I. – L’ETAT DE LA GUYANE

La portion française de la Guyane présente une superficie qu’on a évaluée à 18,000 lieues carrées, c’est-à-dire égale aux deux tiers du territoire français. La région intérieure est trop peu connue pour qu’il soit possible d’en apprécier les ressources. Les basses-terres de la zone maritime, dont le développement est d’environ 120 lieues sur une profondeur moyenne de 20 lieues, sont d’une incomparable fertilité. Lorsqu’on interroge, en s’aidant d’une intéressante publication[1], plus de cent voyageurs qui ont exploré le pays depuis la fin du XVIe siècle, on est frappé de l’unanimité de leur exaltation à la vue de tant de richesses naturelles. Pour ne citer que le plus récent, Schomburgk, savant anglais, chargé par son gouvernement d’une étude sur le pays, déclare que peu de parties du globe peuvent être comparées à la Guyane pour le luxe et la vigueur de la végétation. L’été y est éternel, et la puissance du sol, secondée par certains phénomènes de température, procure une succession non interrompue de récoltes ; l’arbre se couvre de nouvelles fleurs avant qu’il soit dépouillé de ses fruits. Les engrais, le labourage, les assolemens, les jachères, y sont des procédés inconnus, parce qu’ils ne sont pas nécessaires. Il suffit de remuer la terre assez pour recouvrir la semence. Le colon en est resté à la culture du sauvage. La seule peine qu’il prend est de défricher un nouveau terrain dès qu’il croit remarquer que son champ se fatigue.

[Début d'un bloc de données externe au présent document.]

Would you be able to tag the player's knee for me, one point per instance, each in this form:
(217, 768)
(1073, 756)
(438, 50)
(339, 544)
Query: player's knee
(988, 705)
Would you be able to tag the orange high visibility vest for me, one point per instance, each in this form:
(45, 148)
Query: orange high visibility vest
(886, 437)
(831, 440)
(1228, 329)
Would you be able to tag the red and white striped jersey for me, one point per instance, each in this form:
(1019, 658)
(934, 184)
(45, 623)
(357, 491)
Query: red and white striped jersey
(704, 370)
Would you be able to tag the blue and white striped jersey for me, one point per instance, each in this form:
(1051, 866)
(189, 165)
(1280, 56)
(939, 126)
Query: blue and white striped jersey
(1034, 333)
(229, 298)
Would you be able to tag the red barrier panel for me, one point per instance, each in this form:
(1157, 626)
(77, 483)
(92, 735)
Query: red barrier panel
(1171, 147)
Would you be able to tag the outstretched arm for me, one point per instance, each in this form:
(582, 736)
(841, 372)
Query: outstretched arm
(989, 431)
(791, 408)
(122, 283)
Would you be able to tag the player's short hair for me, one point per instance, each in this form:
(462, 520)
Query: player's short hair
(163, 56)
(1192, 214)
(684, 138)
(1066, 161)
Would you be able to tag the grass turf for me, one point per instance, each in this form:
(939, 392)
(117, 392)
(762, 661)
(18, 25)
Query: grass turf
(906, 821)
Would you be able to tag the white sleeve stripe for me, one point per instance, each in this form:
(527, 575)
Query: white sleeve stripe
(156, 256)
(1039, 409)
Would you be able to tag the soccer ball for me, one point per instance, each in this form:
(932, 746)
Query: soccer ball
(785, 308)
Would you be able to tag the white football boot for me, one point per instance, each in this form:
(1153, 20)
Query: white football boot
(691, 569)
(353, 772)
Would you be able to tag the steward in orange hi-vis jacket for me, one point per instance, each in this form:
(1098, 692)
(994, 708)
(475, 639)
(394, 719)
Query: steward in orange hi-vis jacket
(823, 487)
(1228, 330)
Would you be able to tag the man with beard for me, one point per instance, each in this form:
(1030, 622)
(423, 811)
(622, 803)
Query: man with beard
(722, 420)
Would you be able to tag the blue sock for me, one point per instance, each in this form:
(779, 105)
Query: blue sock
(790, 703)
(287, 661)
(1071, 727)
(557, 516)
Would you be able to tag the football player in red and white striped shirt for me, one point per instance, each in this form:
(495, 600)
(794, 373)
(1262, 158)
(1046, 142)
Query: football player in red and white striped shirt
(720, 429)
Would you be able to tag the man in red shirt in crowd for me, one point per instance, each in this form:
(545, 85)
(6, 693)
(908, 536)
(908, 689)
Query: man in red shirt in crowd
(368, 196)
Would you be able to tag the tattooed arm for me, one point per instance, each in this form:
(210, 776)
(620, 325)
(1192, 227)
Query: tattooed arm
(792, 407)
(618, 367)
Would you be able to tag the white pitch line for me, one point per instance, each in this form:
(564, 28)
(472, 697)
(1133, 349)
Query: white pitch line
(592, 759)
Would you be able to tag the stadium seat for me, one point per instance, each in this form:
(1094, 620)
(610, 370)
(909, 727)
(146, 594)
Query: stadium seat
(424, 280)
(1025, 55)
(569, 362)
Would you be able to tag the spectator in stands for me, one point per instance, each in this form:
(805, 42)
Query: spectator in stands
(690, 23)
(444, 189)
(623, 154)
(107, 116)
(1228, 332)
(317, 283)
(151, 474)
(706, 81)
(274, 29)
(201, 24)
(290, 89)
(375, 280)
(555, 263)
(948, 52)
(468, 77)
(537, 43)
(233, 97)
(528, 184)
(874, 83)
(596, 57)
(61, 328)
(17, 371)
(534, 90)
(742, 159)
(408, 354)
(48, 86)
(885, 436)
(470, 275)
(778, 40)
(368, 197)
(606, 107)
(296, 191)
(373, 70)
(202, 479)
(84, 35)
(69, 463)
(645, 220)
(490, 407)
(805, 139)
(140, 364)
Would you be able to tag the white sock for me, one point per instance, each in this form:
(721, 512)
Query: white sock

Les denrées de l’Inde, de la Chine, de l’Arabie, des Moluques, de l’Afrique, réussissent à la Guyane aussi naturellement que celles qui sont la base du commerce intertropical. Et pourtant l’agriculture ne serait pas encore la veine d’exploitation la plus féconde ! La Guyane,

  1. Extraits des auteurs et voyageurs qui ont écrit sur la Guyane, par M. Victor de Nouvion, 1 vol. in-8o, chez Didot.